Belhadj a également tenu un discours ambigu lors de la prise d’otages sur le site pétrolier de Tiguentourine (sud-est) en janvier 2013 par des groupes se réclamant d’al-Qaïda.

Il avait appelé les soldats algériens à laisser passer les preneurs d’otage vers les pays voisins « puisque ce [sont] vos frères ».

À la suite d’une ultime déclaration virulente dans laquelle il s’en est pris de manière véhémente à l’armée et au président Abdelmadjid Tebboune, à qui il dénie toute légitimité, Ali Belhadj a été placé, le 30 avril, sous contrôle judiciaire assorti d’une série d’interdictions dont celle de quitter sa daïra (sous-préfecture) de résidence et de faire des déclarations publiques.

Une décision diversement appréciée par ceux qui soutiennent l’homme et d’autres qui estiment que la justice a été très clémente avec lui.
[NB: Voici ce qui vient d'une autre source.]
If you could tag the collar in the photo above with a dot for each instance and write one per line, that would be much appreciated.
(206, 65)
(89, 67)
Dans de récentes vidéos, il a promis de « ne pas se taire » et de ne pas se « soumettre aux interdictions » de la justice parce qu’il estime être dans son droit de « s’exprimer ».

En réalité, observe Adlène Meddi, journaliste ayant suivi la trajectoire de l’homme politique, contacté par MEE, « les autorités ne savent pas trop quoi faire » de Ali Belhadj, « considéré comme agitateur politique sans grande influence, y compris par des activistes islamistes ».

Du côté de la classe politique, c’est le silence radio. Seul Belkacem Sahli, président du parti Alliance nationale républicaine (ANR, proche du pouvoir), a plaidé pour conjuguer « le travail politique et intellectuel dans la lutte contre le terrorisme ».